With a market capitalization of Rs 22,116.48 crore, the shares of IIFL Finance Ltd were trading at Rs 579.75 per share, decreased around 0.12 percent as compared to the previous closing of Rs 580.45 apiece. 

Looking into IIFL Finance’s performance, revenue increased by 25 percent from Rs 2,121 crore in Q3FY23 to Rs 2,647 crore in Q3 FY24. During the same period, net profit increased by 29 percent, from Rs 423 crore to Rs 545 crore. 

Motilal Oswal, one of the well-known brokerages in India, gave a ‘Buy’ call on the Fintech stock with a target price of Rs 800 indicating a potential upside of 38 percent from Thursday’s price of Rs 579.75 per share. 

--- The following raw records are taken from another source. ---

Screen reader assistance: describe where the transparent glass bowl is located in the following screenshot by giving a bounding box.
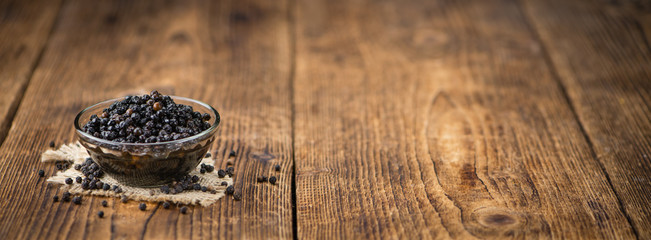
[74,96,220,187]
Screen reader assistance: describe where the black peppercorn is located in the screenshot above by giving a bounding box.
[82,91,211,143]
[269,176,276,184]
[61,192,70,202]
[217,169,226,178]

Here’s the reason for the potential upward target: 

● IIFL Finance (IIFL) diversifies its loan portfolio including home, property, gold, microfinance, and personal loans. Sustainable AUM growth is driven by expanded physical and digital reach and early adoption of co-lending with banks, along with a direct assignment strategy. 

● As per the brokerage, the company’s Net interest margin (NIM) is likely to improve from 6.2 percent in FY19 to 8 percent in FY24E, supported by an improvement in the product mix and a decline in the cost of borrowing (CoB). 

● IIFL is the second-largest gold loan NBFC in India in terms of AUM and the third-largest in terms of on-book loans. It has over 2,700 gold loan branches in 25 states/UTs. The northern and western regions account for 60 percent of its gold AUM, respectively. 

● IIFL Finance leverages key strengths in its gold lending business, with a robust physical distribution network and strong brand recognition, fostering trust. Strategic brand positioning efforts have led to 70% repeat customers in gold loans.

IIFL Finance Ltd is a diversified NBFC in India that lends and mortgages through its subsidiaries. It provides a diverse range of products, including home loans, gold loans, business loans, microfinance, capital market finance, and developer and construction financing, among others.